Beth Bachmann’s Temper begins with the murder of the speaker’s sister. As the poems unfurl, we learn that the sister was killed in a train yard, sometime after midnight, while waiting for her father to give her a ride home from the station. We learn that the father is the only suspect. The murder is never solved. This collection navigates media’s fascination with beautiful, young, dead girls, and society’s disinclination to actually engage issues of domestic, gendered, and sexual violence; femicide; human trafficking; or the alarming number of women and girls disappeared each year.

These poems are haunting and haunted. The nature of trauma is to return, to circle the wound: the body of the sister that appears over and over throughout the poems. In describing her body, Bachmann both writes into and through the glamorization of violence against women, by making the reader look, again and again, at the sister, and the world, including the men, surrounding her body.
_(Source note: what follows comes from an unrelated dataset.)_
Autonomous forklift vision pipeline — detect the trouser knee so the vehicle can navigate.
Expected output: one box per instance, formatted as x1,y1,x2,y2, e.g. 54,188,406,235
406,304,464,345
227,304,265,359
We, the reader, are implicated in that looking.

How to speak after unspeakable violence, about unspeakable violence, when the language and images you have inherited glamorize and sexualize violence, and the violated body? How could a sister speak of anything else?

Bachmann is telling one of the oldest stories in the world, and she does so in a way that not only resists dominant narratives surrounding trauma and violence. She forges a new language, a new story. The poems changed and continue to change me, as the speaker predicts in “After the Telling” describes: “You’ve put your hand// through my body and are caught/ in the rack of vines// I’ve descended into.”